Novartis has unveiled further findings from a late-stage trial of its experimental multiple sclerosis drug BAF312 (siponimod), showing that the drug cut the risk of disability progression in adults with secondary progressive forms of the disease.
Secondary progressive multiple sclerosis (SPMS) is a type of MS characterised by continuous worsening of neurological function over time, independent of relapses. Most people with relapsing remitting forms of MS will eventually go on to develop SPMS; on average, around 65 percent will develop SPMS 15 years after being diagnosed, according to the MS Society.
Siponimod is a selective modulator of specific types of the sphingosine-1-phosphate (S1P) receptor, commonly found on the surface of specific cells in the central nervous system responsible for causing damage that drives loss of function in SPMS. The drug enters the brain binding to these specific receptors, which may prevent the activation of these harmful cells, potentially helping to reduce loss of physical and cognitive function associated with the condition.

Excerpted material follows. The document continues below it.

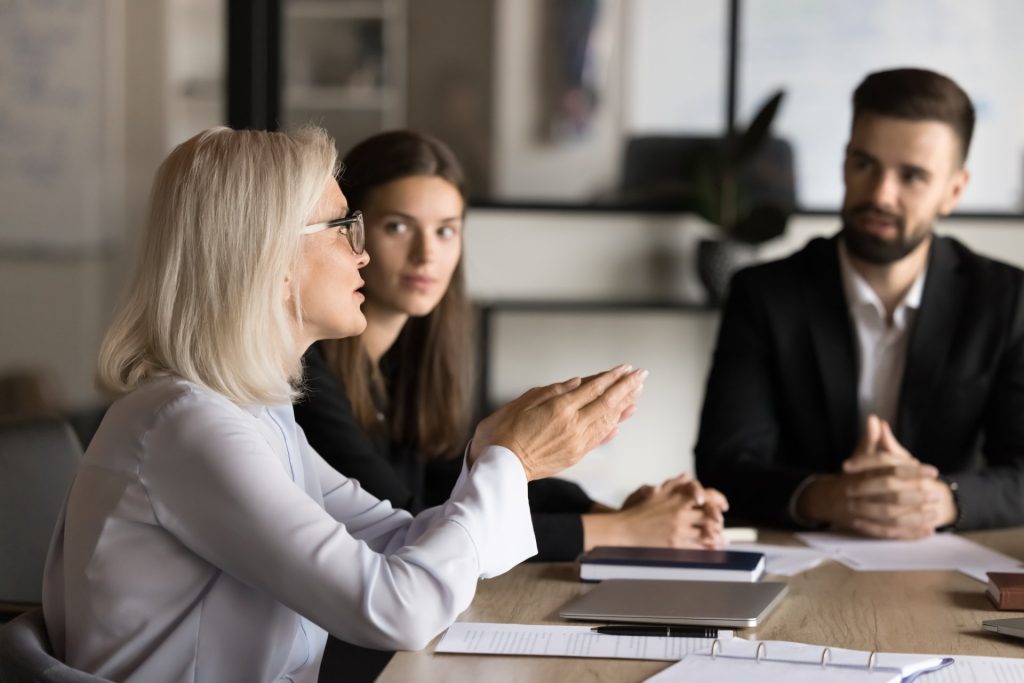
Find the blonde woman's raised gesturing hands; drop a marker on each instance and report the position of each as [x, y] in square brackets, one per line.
[550, 429]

Top-line data from the Phase III EXPAND study show that treatment with siponimod reduced the risk of three-month confirmed disability progression by 21 percent compared with placebo, and there was also a consistent reduction in the risk across predefined subgroups, including patients without relapse, the firm said.
Also observed was a significant difference in favour of siponimod versus placebo in annualised relapse rate, the percent change in brain volume, and change from baseline in the volume of T2 lesions, though the difference in change from baseline in the Timed 25-Foot Walk test was not significant.
In the trial, which Novartis claims is the largest randomised, controlled study in SPMS to date, the drug was found to be generally safe and well tolerated, with a profile comparable to others in the same class.
"There are very few available treatment options to delay disease progression in SPMS, and there is a high unmet need for effective therapies with an acceptable safety profile for people with the condition," said Vasant Narasimhan, global head Drug Development and chief medical officer at Novartis.
"These data are a positive stride forward in an unserved disease area, and we look forward to evaluating next steps with health authorities."